Behemoth by Scott Westerfeld

September 9th, 2010 by Brian Leave a reply »

I realized today that there is no main antagonist in the Leviathan/Behemoth series. It’s straight character vs. self and character vs. society. I wonder if that’s why students don’t quite get into the action. The only complaint I’ve received is that there’s so much focus on the history and not on excitement.

The “focus on history” comment is an interesting one, considering the book is about giant flying whales and steam-powered mechs.

Behemoth is a great sequel to Leviathan. It continues documenting the travels of the airship crew as they delve into the Ottoman Empire. There’s a little bit of airship combat but mostly it’s adventuring in the streets of Istanbul as Alek tries to find help to overthrow the German presence. Real ships and vehicles, like the Goeben and the Orient Express, show up, but in steampunk glory.

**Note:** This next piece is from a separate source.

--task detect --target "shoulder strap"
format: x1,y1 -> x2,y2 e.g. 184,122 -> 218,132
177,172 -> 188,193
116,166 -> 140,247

There is a cutesy mascot that gets added to the party, in the same vein as Gurgi from the Prydain Chronicles. Lots of babbling, lots of cuteness, and I must admit that, until I knew its true purpose, I sided with Count Volger on killing the thing.

In Behemoth, Westerfeld built up the revolution in Istanbul so that it explodes within the last 50 pages of the book. Students who are looking for battles galore are going to be disappointed that it takes such time to develop. Students who love character interactions and a believable world, though, will enjoy it without a doubt.

I’m marketing this book as an adventure, more like Indiana Jones, where there’s running and crashing and stuff like that alongside witty one-liners. We’ll see how it does in October when it hits the shelf.